For the whipped cream, optional:

  • 1 cup (237 grams) heavy cream, cold
  • 2 tablespoons powdered sugar
  • 1 teaspoon vanilla extract

Instructions

Make the crust:

  • Preheat the oven to 325°F. In the bowl of a food processor, process the cookies until they are finely ground crumbs. Remove 22 grams (about ¼ cup) of crumbled Oreo and place in a small sealed container. This will be used later for topping your cheesecake.
  • To the food processor, add the butter and pulse until moistened. Press into the bottom and half up the sides of a 9-inch nonstick springform pan. Place the pan on a rimmed baking sheet and bake for 10 minutes. Maintain oven temperature.

Make the filling:

  • While the crust bakes, in the bowl of an electric mixer, beat the cream cheese until smooth. Add the eggs one at a time, blending after each addition until just combined. Scrape down the sides and bottom of the bowl. Add the sugar, sour cream, and vanilla and beat on low until combined. Be careful not to overmix. Using a spatula, fold in the Oreo cookies.
  • Pour the batter into the baked crust. This will fill your pan to about 80%, but don’t worry about it overflowing in the oven. With the pan still on the baking sheet, bake for about 1 hour, or until set and the edges and top look slightly dry. If the middle is slightly wobbly, that’s fine. Err on the side of underbaking rather than overbaking.
  • Turn off the oven heat and open the oven door by 1 inch. I use a wooden spoon to keep it open. Let the cheesecake cool inside the oven for 30 minutes. This helps to prevent large cracks from forming.
  • Run a thin-bladed flexible knife around the edge of the cheesecake to make sure it’s not sticking to the sides (which can cause cracks as it cools). Don’t worry if your cheesecake looks lumpy, no one will know once you top with ganache and whipped cream. Let the cheesecake cool completely to room temperature on a wire rack, about 2-3 hours. Refrigerate overnight until completely chilled, or for at least 5 hours. Release the cheesecake from the pan onto a cake stand or serving plate.

Make the ganache:

  • Place the chocolate chips in a medium heatproof bowl. In a small saucepan, heat the cream just until simmering. Pour over the chocolate chips. Let sit for 3 minutes before stirring until the mixture is melted and smooth. Let cool slightly until thickened. Pour over the cheesecake and smooth evenly. Place cheesecake in the fridge to slightly set the ganache while you make the whipped cream.

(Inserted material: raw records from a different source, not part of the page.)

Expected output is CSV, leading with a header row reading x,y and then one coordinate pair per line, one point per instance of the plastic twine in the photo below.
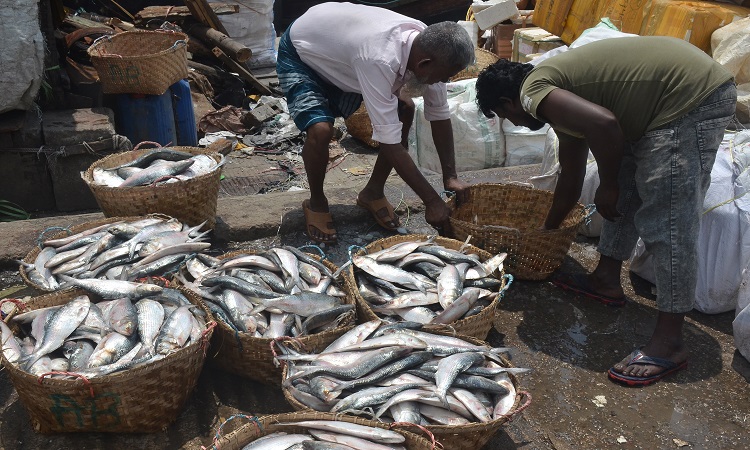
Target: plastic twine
x,y
589,211
70,374
435,443
253,419
508,281
320,250
20,304
40,239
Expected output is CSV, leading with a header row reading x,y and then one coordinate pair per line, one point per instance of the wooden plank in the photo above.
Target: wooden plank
x,y
215,38
175,13
245,74
203,13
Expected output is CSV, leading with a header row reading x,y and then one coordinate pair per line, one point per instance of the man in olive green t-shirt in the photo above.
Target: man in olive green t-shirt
x,y
653,111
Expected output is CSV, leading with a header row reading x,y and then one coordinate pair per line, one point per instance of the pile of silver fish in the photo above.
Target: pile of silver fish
x,y
95,339
396,372
424,282
125,250
162,165
329,435
280,292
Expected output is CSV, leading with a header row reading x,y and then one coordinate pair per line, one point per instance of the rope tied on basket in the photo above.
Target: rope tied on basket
x,y
40,239
323,255
508,281
435,443
204,340
283,339
152,280
158,145
589,211
70,374
253,419
526,404
20,304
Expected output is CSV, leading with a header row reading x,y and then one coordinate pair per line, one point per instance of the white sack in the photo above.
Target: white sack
x,y
523,145
22,58
724,239
741,331
478,141
730,47
253,27
551,171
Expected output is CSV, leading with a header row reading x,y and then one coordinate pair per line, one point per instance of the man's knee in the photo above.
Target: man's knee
x,y
320,134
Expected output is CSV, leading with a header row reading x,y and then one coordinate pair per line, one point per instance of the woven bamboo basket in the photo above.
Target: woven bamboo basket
x,y
484,58
31,256
478,325
457,437
251,357
508,218
140,400
140,61
265,425
191,201
358,125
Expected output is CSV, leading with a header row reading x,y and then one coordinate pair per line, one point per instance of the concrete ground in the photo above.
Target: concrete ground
x,y
569,341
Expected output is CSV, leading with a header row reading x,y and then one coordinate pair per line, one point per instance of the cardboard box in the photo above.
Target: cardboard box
x,y
693,21
498,12
533,41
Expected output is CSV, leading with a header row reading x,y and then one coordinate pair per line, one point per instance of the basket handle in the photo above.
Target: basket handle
x,y
85,380
588,211
253,419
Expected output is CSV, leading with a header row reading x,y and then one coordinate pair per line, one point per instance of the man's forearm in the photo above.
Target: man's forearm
x,y
442,136
408,171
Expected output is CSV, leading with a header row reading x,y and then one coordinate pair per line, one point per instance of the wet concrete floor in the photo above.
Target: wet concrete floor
x,y
569,342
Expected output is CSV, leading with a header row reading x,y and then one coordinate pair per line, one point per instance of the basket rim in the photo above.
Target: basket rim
x,y
578,209
484,255
94,51
302,340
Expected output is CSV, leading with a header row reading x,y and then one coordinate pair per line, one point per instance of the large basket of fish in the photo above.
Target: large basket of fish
x,y
260,298
438,282
457,387
509,218
123,363
182,182
124,248
321,430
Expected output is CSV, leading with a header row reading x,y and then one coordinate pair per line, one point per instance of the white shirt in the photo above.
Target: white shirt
x,y
365,49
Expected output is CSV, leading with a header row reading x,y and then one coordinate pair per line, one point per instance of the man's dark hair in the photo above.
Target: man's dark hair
x,y
501,79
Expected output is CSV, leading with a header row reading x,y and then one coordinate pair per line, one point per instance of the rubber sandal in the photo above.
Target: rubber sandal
x,y
376,205
319,221
637,358
579,284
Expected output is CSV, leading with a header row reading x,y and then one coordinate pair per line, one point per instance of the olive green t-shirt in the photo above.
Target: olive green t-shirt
x,y
646,81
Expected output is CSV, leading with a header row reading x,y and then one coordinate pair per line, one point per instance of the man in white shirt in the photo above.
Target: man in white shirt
x,y
338,54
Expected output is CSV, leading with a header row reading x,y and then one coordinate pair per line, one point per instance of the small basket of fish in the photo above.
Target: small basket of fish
x,y
436,281
509,218
457,387
123,363
124,248
182,182
320,430
259,298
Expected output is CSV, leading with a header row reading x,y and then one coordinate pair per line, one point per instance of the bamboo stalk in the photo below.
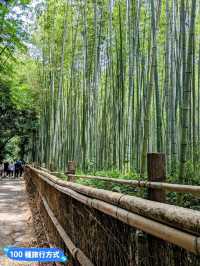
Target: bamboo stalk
x,y
185,240
185,219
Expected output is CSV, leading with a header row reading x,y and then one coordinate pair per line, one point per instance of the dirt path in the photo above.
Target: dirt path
x,y
16,227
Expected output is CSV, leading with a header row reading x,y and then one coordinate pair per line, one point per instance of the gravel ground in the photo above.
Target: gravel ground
x,y
16,223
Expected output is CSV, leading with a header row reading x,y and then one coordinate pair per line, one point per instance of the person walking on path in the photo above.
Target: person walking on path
x,y
1,169
18,168
6,170
11,168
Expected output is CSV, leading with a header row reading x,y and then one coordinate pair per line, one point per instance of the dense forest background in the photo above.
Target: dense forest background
x,y
104,82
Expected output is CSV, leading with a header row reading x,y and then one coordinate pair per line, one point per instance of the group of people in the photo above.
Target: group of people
x,y
11,169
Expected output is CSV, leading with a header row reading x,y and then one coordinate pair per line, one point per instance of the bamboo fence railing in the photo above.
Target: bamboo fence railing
x,y
158,219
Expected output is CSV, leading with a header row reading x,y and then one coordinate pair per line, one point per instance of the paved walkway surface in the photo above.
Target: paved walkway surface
x,y
16,226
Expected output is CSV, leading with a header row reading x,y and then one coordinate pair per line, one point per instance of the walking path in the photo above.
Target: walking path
x,y
16,227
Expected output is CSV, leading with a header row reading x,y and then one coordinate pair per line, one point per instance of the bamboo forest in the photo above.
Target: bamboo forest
x,y
100,132
108,80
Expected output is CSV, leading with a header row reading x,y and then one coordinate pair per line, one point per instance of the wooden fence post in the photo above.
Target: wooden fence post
x,y
71,169
156,173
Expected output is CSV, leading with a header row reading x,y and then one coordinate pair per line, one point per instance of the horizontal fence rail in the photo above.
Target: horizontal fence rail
x,y
176,225
145,184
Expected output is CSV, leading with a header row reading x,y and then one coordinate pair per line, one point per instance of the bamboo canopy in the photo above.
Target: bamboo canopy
x,y
185,240
179,217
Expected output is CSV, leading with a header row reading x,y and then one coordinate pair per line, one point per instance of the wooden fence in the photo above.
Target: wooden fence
x,y
100,227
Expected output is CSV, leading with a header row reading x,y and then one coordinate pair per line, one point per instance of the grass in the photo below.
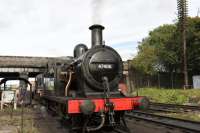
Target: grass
x,y
12,123
173,96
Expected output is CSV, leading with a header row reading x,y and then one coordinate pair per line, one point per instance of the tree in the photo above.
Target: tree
x,y
162,51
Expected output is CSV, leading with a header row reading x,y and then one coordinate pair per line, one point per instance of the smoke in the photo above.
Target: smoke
x,y
97,11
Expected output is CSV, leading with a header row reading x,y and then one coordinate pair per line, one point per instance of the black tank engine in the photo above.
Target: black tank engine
x,y
87,90
97,64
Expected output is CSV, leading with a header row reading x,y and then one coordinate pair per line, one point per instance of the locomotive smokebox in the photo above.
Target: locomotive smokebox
x,y
96,31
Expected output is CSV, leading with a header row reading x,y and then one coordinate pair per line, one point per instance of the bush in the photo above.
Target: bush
x,y
173,96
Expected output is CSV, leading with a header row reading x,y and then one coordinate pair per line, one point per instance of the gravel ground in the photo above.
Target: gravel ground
x,y
37,120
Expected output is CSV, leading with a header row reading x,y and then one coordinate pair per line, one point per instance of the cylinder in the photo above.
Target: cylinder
x,y
96,33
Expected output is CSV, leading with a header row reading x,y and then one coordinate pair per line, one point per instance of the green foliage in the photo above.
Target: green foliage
x,y
174,96
162,50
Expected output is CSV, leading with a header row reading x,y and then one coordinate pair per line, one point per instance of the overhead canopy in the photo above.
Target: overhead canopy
x,y
4,80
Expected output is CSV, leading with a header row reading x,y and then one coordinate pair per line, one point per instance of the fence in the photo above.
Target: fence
x,y
137,79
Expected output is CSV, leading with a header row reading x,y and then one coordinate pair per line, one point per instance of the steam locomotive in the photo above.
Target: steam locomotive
x,y
87,90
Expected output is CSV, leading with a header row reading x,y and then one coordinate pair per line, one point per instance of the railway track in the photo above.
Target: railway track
x,y
173,107
184,125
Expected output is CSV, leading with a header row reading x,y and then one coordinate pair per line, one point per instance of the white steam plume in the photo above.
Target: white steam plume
x,y
97,11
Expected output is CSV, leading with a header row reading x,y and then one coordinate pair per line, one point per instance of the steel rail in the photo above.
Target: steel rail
x,y
173,107
167,121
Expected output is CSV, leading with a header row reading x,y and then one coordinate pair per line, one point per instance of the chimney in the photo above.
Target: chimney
x,y
96,32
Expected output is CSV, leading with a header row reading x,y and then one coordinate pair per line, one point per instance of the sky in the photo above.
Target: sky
x,y
53,27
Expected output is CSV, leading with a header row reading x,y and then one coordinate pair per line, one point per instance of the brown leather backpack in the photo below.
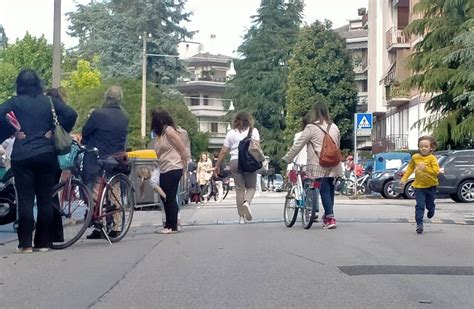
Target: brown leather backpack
x,y
330,155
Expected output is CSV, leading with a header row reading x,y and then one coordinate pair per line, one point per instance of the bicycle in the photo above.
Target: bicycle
x,y
111,211
303,195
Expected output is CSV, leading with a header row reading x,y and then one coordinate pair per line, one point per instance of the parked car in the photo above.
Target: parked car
x,y
456,176
406,190
382,182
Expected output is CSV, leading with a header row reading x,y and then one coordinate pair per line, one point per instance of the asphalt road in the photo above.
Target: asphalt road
x,y
373,259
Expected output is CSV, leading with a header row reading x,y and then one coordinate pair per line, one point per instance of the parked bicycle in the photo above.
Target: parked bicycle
x,y
302,196
111,212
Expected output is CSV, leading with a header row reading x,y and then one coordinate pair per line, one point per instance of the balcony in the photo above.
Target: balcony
x,y
396,38
396,95
392,142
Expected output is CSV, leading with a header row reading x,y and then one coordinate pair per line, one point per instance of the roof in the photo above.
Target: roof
x,y
345,33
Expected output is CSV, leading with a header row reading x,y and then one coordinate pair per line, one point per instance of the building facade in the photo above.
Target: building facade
x,y
396,109
203,90
356,35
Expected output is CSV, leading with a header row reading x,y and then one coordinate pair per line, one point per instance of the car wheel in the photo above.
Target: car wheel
x,y
466,191
454,197
409,191
388,192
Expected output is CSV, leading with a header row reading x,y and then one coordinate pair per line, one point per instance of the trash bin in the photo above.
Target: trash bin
x,y
143,164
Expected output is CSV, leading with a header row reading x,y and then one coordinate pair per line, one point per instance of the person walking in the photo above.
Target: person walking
x,y
34,161
313,136
426,169
172,160
245,182
106,129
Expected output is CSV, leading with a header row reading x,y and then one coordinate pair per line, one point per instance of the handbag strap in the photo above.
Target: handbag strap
x,y
53,110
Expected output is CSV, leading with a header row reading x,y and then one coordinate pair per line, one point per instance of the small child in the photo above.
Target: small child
x,y
426,167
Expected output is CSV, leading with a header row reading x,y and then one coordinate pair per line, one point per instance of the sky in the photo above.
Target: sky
x,y
228,20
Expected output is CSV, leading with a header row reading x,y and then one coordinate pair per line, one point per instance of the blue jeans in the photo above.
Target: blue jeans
x,y
424,199
327,196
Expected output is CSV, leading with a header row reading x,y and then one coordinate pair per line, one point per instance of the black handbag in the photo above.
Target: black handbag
x,y
62,139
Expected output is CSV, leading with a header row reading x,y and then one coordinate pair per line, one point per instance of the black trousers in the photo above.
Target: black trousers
x,y
169,182
35,176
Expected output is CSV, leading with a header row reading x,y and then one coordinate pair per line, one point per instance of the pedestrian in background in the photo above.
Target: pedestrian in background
x,y
245,182
34,161
313,136
173,158
426,169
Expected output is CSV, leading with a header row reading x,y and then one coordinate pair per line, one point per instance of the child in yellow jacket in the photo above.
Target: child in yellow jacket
x,y
426,167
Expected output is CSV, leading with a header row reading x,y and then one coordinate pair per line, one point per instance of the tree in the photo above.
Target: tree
x,y
84,76
260,84
27,53
111,30
321,70
443,66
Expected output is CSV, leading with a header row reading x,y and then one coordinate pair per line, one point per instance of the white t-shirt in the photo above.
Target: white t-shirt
x,y
233,139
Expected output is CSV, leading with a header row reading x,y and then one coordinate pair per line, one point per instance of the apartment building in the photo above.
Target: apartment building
x,y
396,110
356,35
204,89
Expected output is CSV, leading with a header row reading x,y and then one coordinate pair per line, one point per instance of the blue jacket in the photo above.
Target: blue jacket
x,y
36,118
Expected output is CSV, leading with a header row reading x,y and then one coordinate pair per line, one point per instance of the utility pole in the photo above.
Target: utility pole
x,y
57,44
143,109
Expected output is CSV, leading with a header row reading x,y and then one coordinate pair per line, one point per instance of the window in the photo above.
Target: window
x,y
195,101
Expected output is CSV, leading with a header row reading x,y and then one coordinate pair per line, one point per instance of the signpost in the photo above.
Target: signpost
x,y
362,127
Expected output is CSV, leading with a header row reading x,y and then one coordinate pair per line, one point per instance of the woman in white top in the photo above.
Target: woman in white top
x,y
245,182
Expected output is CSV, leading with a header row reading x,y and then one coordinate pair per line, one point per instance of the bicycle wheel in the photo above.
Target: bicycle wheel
x,y
73,202
117,206
348,187
290,210
310,205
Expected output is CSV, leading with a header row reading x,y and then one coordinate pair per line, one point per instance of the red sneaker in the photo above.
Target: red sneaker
x,y
331,224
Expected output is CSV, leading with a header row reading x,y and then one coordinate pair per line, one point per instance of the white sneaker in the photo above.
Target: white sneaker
x,y
246,210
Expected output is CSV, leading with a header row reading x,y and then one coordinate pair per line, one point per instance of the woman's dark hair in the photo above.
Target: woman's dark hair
x,y
159,119
321,112
243,121
29,83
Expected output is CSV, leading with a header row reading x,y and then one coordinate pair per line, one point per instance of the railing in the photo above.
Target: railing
x,y
395,36
395,90
390,143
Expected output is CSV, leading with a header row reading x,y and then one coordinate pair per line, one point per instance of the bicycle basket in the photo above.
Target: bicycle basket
x,y
66,161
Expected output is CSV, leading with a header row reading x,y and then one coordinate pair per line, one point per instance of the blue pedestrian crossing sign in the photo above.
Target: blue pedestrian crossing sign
x,y
364,121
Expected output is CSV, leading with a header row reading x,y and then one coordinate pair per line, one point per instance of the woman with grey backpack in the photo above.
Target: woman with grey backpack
x,y
245,181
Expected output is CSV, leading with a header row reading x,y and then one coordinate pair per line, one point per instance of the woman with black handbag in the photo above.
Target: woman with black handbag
x,y
245,181
34,160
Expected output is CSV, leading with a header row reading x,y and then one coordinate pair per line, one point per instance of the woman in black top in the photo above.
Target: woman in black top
x,y
34,161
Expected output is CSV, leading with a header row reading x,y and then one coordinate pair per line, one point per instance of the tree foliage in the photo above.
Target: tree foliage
x,y
320,69
28,53
260,84
443,64
111,29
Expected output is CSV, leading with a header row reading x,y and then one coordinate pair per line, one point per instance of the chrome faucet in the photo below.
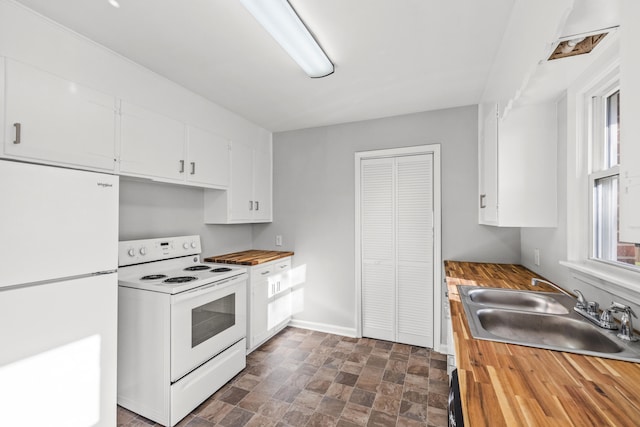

Optional: Make the whipped cream:

  • Use an electric mixer to beat the cream, powdered sugar, and vanilla on high speed until stiff peaks form.
  • Using a spatula, place half of the whipped cream on top of the cooled and slightly set ganache. Smooth to meet ganache at the edges of the cheesecake. Place the remaining half of the whipped cream in a piping bag fitted with Wilton 1M tip. Pipe swirls around the outer edge of the top of the cheesecake. Lightly sprinkle the saved Oreo crumbs on top of each piped swirl, then pour the remaining crumbs in the center of the cheesecake, gently spreading evenly.**
  • Serve or cover and store in the fridge for up to 2 days.

Notes

  • For best results, use full-fat cream cheese and fresh eggs. These ingredients contribute to the cheesecake’s rich texture and flavor.
  • Ensure all ingredients are at room temperature before mixing to prevent lumps and achieve a smooth filling.
  • To prevent cracks, avoid overmixing the batter and cool the cheesecake slowly after baking.
  • For a gluten-free version, substitute gluten-free cookies for the Oreo crust and ensure all other ingredients are gluten-free.